We may be approaching the one-month mark of the day former Republican President Donald Trump voluntarily left the White House and Democratic President Joe Biden took his place. But many of Trump's supporters are not giving up on his "Big Lie" election fraud conspiracy theory.

Count Women for Trump co-founder Amy Kremer among them.

Kremer claimed the size of a crowd near Trump's Mar-a-Lago country club proved the former President "won in a landslide" last November.

If you're wondering how a rally crowd proves election fraud, you are not alone—mainly because it doesn't, of course.

In the first place, the turnout was modest. ABC News estimated it at "a few hundred" supporters of the former President gathered on sidewalks near Mar-a-Lago—hardly a massive show of support and certainly not enough to indicate an election result.

And the event was not the sort of spontaneous groundswell of fervent supporters Kremer and other right-wing figures portrayed it to be. Rather it was a pre-planned event to honor Trump for the Presidents Day holiday and celebrate his acquittal in his second impeachment trial—the Senate voted 57 to 43 to convict, but didn’t get the 2/3 required for a Senate impeachment conviction.

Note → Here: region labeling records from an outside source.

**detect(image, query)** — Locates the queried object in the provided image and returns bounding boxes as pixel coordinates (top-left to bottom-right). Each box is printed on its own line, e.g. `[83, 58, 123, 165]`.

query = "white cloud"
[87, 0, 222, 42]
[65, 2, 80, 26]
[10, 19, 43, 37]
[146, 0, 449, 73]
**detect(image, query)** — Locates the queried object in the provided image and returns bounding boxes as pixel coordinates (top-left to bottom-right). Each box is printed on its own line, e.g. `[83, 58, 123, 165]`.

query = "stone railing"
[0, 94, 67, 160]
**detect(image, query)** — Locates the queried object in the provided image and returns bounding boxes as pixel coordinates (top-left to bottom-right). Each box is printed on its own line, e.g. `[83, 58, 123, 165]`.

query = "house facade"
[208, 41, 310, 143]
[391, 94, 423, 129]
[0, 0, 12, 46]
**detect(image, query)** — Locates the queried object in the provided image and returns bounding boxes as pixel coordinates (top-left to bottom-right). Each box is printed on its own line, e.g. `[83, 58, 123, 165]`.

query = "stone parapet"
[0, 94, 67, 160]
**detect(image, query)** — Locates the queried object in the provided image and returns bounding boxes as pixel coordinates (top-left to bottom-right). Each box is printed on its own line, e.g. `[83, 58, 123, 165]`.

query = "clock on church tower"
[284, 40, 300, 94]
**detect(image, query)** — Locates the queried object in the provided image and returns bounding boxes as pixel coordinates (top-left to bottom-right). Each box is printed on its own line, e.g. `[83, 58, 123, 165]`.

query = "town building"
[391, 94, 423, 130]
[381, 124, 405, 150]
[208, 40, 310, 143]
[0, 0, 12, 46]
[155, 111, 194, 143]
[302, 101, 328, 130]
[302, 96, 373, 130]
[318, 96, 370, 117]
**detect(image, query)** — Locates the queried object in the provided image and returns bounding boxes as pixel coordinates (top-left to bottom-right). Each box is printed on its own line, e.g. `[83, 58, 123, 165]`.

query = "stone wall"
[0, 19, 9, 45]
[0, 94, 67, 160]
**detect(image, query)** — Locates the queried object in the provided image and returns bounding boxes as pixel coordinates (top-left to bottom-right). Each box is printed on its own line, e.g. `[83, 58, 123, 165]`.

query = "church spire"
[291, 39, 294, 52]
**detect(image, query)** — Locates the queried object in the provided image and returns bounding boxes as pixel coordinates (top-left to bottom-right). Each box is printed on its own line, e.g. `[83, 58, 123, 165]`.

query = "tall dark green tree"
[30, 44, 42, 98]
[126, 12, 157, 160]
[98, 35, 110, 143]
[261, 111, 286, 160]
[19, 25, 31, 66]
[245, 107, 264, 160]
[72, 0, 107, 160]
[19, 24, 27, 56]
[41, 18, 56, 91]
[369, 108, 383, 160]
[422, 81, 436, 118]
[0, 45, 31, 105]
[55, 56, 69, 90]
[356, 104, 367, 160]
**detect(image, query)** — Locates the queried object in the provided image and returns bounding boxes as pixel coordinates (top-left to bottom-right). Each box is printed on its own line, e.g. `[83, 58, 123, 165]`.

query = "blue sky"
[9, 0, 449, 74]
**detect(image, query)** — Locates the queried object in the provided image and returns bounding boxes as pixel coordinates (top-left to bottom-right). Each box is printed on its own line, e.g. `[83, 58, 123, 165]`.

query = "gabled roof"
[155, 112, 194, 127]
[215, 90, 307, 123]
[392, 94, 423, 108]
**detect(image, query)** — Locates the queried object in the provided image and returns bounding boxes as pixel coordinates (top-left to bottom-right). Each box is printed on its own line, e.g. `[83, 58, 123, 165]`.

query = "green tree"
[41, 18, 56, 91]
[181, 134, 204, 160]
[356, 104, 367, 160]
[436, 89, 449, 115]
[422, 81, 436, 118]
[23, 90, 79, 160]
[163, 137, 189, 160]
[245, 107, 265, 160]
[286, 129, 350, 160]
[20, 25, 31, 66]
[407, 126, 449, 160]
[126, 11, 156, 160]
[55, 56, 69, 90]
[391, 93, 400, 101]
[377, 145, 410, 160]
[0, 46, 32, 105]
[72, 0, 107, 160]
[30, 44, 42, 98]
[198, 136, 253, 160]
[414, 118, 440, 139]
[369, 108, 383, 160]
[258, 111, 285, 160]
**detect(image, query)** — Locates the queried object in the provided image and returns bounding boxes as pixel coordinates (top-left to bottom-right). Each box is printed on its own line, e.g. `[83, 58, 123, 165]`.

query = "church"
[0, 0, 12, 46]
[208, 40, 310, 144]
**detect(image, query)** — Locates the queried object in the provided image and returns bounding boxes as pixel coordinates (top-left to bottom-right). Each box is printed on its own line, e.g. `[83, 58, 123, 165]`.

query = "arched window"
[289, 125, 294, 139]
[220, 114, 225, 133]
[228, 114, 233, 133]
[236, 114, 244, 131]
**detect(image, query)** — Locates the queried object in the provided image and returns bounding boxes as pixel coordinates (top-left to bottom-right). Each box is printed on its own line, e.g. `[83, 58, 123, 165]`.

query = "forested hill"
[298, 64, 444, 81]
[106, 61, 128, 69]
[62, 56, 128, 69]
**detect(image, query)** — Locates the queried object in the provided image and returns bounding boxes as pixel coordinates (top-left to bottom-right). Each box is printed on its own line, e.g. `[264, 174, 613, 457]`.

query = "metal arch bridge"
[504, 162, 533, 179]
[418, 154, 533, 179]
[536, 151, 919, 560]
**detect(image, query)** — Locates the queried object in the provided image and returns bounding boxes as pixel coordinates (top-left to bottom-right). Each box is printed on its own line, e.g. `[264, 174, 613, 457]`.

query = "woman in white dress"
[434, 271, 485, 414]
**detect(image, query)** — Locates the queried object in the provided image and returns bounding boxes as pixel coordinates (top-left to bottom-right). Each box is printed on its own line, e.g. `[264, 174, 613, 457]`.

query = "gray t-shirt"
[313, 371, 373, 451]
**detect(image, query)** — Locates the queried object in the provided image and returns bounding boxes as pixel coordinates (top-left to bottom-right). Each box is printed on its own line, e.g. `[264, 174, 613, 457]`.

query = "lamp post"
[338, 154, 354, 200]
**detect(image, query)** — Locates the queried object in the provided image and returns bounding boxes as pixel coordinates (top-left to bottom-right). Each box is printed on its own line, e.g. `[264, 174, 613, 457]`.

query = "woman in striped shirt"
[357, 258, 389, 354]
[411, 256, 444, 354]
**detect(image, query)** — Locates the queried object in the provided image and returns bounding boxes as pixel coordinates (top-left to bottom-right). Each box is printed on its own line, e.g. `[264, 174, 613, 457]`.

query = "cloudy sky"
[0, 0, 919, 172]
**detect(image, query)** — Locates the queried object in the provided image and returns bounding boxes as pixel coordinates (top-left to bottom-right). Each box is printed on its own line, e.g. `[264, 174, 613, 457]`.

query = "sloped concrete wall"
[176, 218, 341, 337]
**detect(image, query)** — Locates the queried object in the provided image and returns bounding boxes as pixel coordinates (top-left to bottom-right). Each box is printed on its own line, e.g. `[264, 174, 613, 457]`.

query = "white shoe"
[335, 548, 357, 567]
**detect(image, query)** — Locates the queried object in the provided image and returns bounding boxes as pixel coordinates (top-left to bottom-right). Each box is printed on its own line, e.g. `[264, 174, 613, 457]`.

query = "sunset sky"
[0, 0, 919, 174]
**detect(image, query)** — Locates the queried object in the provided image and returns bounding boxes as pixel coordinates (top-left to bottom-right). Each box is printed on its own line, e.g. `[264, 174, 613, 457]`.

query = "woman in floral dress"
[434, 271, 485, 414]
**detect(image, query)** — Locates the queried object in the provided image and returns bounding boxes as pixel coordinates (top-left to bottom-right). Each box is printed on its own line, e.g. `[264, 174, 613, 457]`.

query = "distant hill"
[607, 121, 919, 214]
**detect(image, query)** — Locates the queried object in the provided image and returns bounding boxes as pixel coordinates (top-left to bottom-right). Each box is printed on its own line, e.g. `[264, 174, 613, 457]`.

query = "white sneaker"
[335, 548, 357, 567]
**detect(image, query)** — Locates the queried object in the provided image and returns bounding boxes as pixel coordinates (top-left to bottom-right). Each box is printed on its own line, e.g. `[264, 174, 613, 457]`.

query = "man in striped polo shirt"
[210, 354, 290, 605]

It was heavily promoted in advance by right-wing media for a week.

Kremer's mendacious spin on the event is not exactly surprising, given her pedigree within Trump's circle.

Kremer's organization Women for Trump, which she co-founded with her daughter Kylie Jane Kremer, is widely believed to have been instrumental in delivering the majority of White women voters to Trump in 2016.

And the Kremers, through their sister organization Women for America First, are the very creators of Trump's "Stop the Steal" conspiracy theory, which alleges that massive election fraud delivered Biden the presidency. That movement led to the January 6 coup attempt at the U.S. Capitol—an event the Kremers helped organize.

The permits for Trump's rally that preceded the attack on the Capitol, during which he seemed to incite the insurrection, were obtained by Women for America First, and the group spent the weeks leading up to the riots on a 20-city bus tour spreading propaganda and disinformation about the stolen election, according to reporting from BuzzFeed News.

On Twitter, most people were not buying Kremer's bizarre claim of a landslide win.










Biden beat Trump in the popular vote by more than seven million votes and in the electoral college by a 74 vote margin. More than 60 legal challenges alleging fraud filed by the Trump campaign were dismissed or withdrawn for lack of evidence.